Looking at it there's certainly evidence of elongated stars / transverse star trailing, suggesting tracking issues, BUT you said you had problems with the f4 and f5 and NOT the RC8, which brings that conclusion in to question. A number of things might be different: you mentioned suspecting the flattener, but perhaps there were also differences in how the mount handled these loads, long newtonians versus shorter RC8, a blip on one night using the other scopes, guiding on /off, who knows?

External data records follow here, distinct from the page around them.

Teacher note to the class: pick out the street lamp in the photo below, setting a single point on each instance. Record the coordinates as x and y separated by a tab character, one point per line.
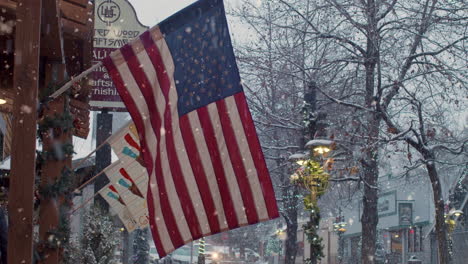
320	147
311	176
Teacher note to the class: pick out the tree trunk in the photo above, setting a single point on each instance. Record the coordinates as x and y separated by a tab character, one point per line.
291	247
291	225
370	216
440	227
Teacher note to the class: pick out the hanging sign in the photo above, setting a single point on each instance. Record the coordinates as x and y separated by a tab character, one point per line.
115	24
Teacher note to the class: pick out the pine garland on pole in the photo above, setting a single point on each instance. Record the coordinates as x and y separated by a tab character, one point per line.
312	177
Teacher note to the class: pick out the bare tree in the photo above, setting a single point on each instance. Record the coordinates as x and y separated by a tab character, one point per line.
380	58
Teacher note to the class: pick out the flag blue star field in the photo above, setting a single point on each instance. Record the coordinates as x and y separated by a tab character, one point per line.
181	85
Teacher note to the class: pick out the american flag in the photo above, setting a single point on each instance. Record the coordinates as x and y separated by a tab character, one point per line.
181	85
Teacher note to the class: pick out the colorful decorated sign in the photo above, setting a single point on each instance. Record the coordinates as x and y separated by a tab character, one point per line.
115	24
130	180
117	204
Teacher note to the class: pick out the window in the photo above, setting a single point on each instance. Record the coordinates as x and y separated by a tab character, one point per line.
415	239
396	241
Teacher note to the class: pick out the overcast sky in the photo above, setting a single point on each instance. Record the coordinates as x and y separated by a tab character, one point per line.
150	12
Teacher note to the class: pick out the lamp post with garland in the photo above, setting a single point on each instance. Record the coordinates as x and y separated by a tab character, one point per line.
340	228
451	218
312	177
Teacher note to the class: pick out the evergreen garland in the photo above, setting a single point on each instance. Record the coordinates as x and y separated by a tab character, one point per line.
60	190
312	177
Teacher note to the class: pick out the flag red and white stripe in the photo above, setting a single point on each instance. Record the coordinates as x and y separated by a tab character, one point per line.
206	169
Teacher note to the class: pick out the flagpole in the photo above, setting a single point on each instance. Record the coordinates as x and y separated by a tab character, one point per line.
89	155
83	204
74	80
90	180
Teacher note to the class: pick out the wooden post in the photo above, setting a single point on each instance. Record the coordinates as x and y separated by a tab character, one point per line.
23	153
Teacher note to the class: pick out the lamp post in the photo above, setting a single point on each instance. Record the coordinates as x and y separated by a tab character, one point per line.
451	221
340	228
312	176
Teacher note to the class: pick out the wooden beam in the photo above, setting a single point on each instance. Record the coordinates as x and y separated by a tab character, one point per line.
74	29
83	3
23	155
8	5
52	37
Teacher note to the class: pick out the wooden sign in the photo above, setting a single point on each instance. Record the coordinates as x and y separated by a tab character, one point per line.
80	113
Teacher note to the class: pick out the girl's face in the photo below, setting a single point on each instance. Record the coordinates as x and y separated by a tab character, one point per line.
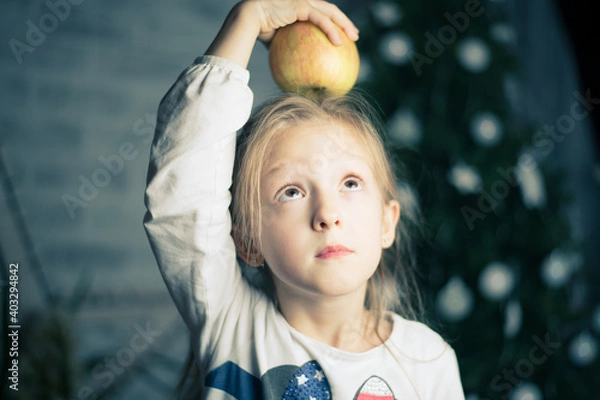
324	221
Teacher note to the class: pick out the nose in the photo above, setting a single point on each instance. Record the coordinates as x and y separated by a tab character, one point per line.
326	213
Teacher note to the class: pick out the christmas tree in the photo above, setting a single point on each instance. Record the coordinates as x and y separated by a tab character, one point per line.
502	272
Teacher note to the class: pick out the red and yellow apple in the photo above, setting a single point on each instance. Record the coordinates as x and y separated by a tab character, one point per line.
303	60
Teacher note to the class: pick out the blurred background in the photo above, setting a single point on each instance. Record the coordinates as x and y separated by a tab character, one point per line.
490	108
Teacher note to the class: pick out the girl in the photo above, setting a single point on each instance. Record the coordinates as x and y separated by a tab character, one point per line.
313	208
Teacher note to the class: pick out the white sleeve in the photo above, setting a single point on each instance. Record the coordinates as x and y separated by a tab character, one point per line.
187	195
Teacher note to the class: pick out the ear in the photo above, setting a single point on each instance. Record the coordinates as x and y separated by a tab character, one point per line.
391	215
251	256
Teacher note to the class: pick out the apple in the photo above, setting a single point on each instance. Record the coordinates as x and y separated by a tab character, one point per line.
303	60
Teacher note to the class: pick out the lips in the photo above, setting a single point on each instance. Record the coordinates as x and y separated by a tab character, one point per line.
335	251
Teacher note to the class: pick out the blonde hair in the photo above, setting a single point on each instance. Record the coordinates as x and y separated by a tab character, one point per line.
393	286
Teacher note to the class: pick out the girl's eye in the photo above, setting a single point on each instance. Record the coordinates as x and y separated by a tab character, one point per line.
352	184
290	194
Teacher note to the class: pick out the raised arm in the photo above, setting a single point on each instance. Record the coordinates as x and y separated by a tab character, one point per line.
191	161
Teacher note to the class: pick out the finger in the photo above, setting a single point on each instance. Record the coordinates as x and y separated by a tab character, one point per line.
327	26
338	17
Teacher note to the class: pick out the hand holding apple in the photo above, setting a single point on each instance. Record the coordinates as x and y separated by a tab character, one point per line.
303	60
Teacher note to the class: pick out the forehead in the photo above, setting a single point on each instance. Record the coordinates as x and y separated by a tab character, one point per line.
314	143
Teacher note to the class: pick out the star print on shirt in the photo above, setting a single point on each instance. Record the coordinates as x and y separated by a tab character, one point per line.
308	383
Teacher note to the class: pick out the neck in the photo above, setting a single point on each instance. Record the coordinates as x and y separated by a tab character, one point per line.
340	322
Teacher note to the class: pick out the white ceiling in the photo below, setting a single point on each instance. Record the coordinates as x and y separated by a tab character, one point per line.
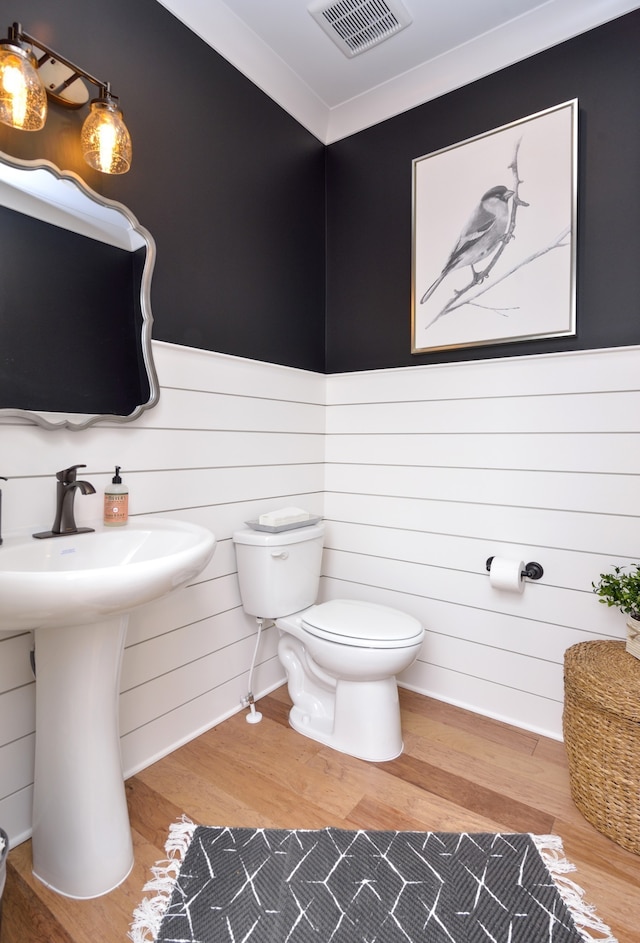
279	46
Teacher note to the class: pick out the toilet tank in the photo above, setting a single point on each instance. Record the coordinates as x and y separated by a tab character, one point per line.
279	573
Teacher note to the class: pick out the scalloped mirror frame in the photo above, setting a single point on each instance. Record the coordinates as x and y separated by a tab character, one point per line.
92	214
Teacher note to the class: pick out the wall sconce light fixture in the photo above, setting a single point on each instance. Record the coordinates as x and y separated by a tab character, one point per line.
30	72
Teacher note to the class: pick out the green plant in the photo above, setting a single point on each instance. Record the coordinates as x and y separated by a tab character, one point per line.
621	589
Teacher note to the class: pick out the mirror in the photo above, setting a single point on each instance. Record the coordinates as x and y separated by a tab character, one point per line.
75	311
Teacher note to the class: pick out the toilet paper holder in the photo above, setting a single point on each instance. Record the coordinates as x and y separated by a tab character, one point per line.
532	571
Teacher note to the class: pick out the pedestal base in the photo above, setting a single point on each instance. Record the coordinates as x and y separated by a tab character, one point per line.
82	844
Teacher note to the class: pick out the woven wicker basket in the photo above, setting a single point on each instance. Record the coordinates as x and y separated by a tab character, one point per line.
601	724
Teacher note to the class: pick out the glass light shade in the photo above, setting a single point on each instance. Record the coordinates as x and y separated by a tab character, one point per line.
105	140
23	99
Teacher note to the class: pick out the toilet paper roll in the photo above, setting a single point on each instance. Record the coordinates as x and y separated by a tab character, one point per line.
507	574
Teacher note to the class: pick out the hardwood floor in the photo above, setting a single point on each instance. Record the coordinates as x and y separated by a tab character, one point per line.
459	772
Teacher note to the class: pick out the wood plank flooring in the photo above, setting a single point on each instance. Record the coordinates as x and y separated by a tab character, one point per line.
459	772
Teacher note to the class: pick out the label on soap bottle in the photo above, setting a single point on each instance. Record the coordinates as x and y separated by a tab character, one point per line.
116	509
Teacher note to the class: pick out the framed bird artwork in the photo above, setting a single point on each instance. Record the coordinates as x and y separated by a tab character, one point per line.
494	235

Some more info would help delve in to the issue:
1. Is the first image a FULL field of view? Any cropping and if so how much?
2. If it is FULL field, which scope was used?
3. Is the first image a single sub exposure?
4. What was the sub exposure duration of the first image?
5. Provide a higher resolution image.

You need to do some research to find out about the possibility of it relating to tracking. To potentially rule out tracking, using stellarium (or similar) go to that exact portion of the sky as your first image at the same date and time as the original exposure and set it to the same field of view and orientation. NOW ... index the time forward how ever many seconds you exposed for. Is the change in star position equal to the length of the star trail in your image? Is the direction of your star movement as per your image. If it is you have part of the answer.

The RC8, with its longer focal length not exhibiting this trailing is a conundrum in terms of tracking being at fault and the answer may lie elsewhere, but at least you will have potentially ruled out one possibility.

PS... I take it only one mount was used in all 3 cases: f4, f5 and RC8. ???

Best
JA

Last edited by JA; 29-04-2024 at 02:13 PM.